# MercadoLibre web scraping

Imports

In [None]:
import requests
import pandas as pd
from bs4 import BeautifulSoup

Request

In [None]:
# Fetch page data
def fetch_page_data(url):
    response = requests.get(url)
    if response.status_code == 200:
        soup = BeautifulSoup(response.text, 'html.parser')
        return soup
    else:
        print(f"Failed to retrieve page with status code {response.status_code}")
        return None

Page list

In [None]:
# Get products data from page
def get_page_list(data):
    page_list = []
    for page_item in data:
        title = page_item.select_one('h2.poly-box').get_text(strip=True)
        currency = page_item.select_one('span.andes-money-amount__currency-symbol').get_text(strip=True)
        price = page_item.select_one('span.andes-money-amount__fraction').get_text(strip=True)
        location = page_item.select_one('span.poly-component__location').get_text(strip=True)
        url = page_item.select_one('a.poly-component__title').get('href')
        attributes = page_item.select('li.poly-attributes-list__item')
        rooms, bathrooms, size = '', '', ''
        for attributes_item in attributes:
            item_text = attributes_item.get_text(strip=True)
            if 'dormitorio' in item_text:
                rooms = item_text
            elif 'baño' in item_text:
                bathrooms = item_text
            elif 'cubierto' in item_text:
                size = item_text
        page_list.append({
            'title': title,
            'currency': currency,
            'price': price,
            'location': location,
            'rooms': rooms,
            'bathrooms': bathrooms,
            'size': size,
            'url': url,
        })     
    return page_list

Pages

In [None]:
# Scrape all pages
def scrape_all_pages():
    base_url = "https://listado.mercadolibre.com.uy/inmuebles/casas/venta/"
    all_pages = []
    items_count = 0
    while True:
        url = f"{base_url}_Desde_{items_count}_NoIndex_True"
        soup = fetch_page_data(url)
        page_data = soup.find_all("div", {"class": 'ui-search-result__wrapper'})
        if len(page_data) != 0:
            page_list = get_page_list(page_data)
            all_pages.extend(page_list)
            items_count += 48
        else:
            break
    return all_pages

Export Excel file

In [None]:
# Export dataframe to CSV and XLSX file
def export_dataframe(data):
    dataframe = pd.DataFrame(data)
    dataframe.to_excel("./data/mercadolibre_listings.xlsx", index=False)
    dataframe.to_csv("./data/mercadolibre_listings.csv", index=False)
    print("File exported")

Execute function

In [None]:
# Execute function and export to CSV and XLSX file
export_dataframe(scrape_all_pages())


Prepare data

In [87]:
# Read csv file
ml_df = pd.read_csv('mercadolibre_listings.csv')
ml_df.head()

# Replace US$ and $ for USD and UYU
ml_df['currency'] = ml_df['currency'].replace({'US$': 'USD', '$': 'UYU'})

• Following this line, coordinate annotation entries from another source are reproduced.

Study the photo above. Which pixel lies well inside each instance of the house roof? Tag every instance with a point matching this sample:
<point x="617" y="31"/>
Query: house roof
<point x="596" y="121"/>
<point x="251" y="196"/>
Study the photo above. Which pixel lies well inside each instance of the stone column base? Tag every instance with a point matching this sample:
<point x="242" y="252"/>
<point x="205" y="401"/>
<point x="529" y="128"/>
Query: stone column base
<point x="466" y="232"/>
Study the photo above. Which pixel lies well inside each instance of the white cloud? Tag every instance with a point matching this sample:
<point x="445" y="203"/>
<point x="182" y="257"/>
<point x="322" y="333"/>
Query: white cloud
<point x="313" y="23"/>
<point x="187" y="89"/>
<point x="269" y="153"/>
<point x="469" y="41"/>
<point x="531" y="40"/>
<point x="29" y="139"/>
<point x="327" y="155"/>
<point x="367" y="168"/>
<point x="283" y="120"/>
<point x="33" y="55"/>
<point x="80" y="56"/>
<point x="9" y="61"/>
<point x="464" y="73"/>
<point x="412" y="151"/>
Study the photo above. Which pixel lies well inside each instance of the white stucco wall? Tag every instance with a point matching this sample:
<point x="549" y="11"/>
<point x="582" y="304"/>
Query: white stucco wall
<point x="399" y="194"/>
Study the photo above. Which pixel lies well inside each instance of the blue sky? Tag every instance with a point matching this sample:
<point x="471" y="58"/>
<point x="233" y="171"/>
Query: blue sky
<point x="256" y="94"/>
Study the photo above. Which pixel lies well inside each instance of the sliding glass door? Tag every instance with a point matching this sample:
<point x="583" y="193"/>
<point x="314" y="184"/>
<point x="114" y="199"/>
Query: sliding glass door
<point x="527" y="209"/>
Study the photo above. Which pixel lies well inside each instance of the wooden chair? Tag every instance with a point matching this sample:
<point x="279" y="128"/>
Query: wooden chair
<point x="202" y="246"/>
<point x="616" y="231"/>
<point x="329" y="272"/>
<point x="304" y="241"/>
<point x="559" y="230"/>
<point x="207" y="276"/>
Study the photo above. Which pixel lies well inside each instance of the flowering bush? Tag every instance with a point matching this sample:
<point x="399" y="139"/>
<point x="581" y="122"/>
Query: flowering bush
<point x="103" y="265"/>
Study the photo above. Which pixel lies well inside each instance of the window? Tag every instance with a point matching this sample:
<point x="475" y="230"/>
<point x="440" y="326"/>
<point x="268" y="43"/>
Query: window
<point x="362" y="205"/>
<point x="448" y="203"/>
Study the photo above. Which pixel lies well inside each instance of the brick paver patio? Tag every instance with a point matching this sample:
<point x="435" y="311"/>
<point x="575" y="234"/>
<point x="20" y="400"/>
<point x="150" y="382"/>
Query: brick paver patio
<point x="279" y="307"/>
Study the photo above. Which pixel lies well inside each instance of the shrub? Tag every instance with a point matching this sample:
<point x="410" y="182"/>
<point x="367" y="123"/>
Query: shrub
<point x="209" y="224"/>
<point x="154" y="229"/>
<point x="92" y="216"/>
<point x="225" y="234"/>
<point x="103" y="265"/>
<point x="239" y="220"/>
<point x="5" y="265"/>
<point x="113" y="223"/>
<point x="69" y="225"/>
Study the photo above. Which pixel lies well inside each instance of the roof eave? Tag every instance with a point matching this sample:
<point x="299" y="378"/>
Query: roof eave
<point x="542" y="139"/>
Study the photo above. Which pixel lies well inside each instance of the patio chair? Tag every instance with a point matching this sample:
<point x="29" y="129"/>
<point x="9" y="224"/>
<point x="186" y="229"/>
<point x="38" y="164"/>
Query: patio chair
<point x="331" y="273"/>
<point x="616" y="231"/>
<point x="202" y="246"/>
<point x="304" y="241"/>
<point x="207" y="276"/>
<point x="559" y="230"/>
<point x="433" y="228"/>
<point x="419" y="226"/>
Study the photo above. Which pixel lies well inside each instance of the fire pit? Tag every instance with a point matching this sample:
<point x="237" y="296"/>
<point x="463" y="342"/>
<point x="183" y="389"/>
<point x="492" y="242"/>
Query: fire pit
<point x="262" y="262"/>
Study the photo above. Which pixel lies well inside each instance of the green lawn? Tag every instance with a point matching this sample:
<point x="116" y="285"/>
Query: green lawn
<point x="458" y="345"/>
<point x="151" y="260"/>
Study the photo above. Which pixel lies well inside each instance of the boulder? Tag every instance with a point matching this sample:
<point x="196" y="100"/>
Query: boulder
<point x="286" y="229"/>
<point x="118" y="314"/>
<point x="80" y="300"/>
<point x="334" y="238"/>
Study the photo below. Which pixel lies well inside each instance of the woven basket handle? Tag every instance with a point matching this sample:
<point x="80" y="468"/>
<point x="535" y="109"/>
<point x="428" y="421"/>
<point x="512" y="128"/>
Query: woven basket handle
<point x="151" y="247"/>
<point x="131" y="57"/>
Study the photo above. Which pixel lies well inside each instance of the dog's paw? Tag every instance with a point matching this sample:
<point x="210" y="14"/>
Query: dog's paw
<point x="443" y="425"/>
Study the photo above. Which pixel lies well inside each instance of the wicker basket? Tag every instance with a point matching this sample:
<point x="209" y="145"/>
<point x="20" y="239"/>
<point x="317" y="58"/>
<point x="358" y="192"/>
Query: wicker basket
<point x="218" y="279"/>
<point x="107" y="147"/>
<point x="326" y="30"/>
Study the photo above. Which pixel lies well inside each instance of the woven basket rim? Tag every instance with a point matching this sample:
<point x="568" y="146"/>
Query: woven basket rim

# Replace strings for numbers
ml_df['price'] = pd.to_numeric(ml_df['price'].str.replace('.', '', regex=False))

# Split columns in minimum and maximum values
def create_maxmin(df, colname, cmin, cmax, r1, r2):
    df[colname] = df[colname].str.replace(r1, "", regex=False)
    df[colname] = df[colname].str.replace("s", "", regex=False)
    df[[cmin, cmax]] = df[colname].str.split(r2, 1, expand=True)
    df[cmin] = pd.to_numeric(df[cmin].str.replace('.', '', regex=False))
    df[cmax] = pd.to_numeric(df[cmax].str.replace('.', '', regex=False))
    df = df.drop(colname, axis=1)
    df[cmin] = df[cmin].fillna(df[cmax])
    df[cmax] = df[cmax].fillna(df[cmin])
    return df

ml_df = create_maxmin(ml_df, "rooms", 'rmin', 'rmax', " dormitorio", " a ") # Rooms
ml_df = create_maxmin(ml_df, "bathrooms", 'bmin', 'bmax', " baño", " a ") # Bathrooms
ml_df = create_maxmin(ml_df, "size", 'smin', 'smax', " m² cubierto", " - ") # Size

ml_df.head()

  df[[cmin, cmax]] = df[colname].str.split(r2, 1, expand=True)
  df[[cmin, cmax]] = df[colname].str.split(r2, 1, expand=True)
  df[[cmin, cmax]] = df[colname].str.split(r2, 1, expand=True)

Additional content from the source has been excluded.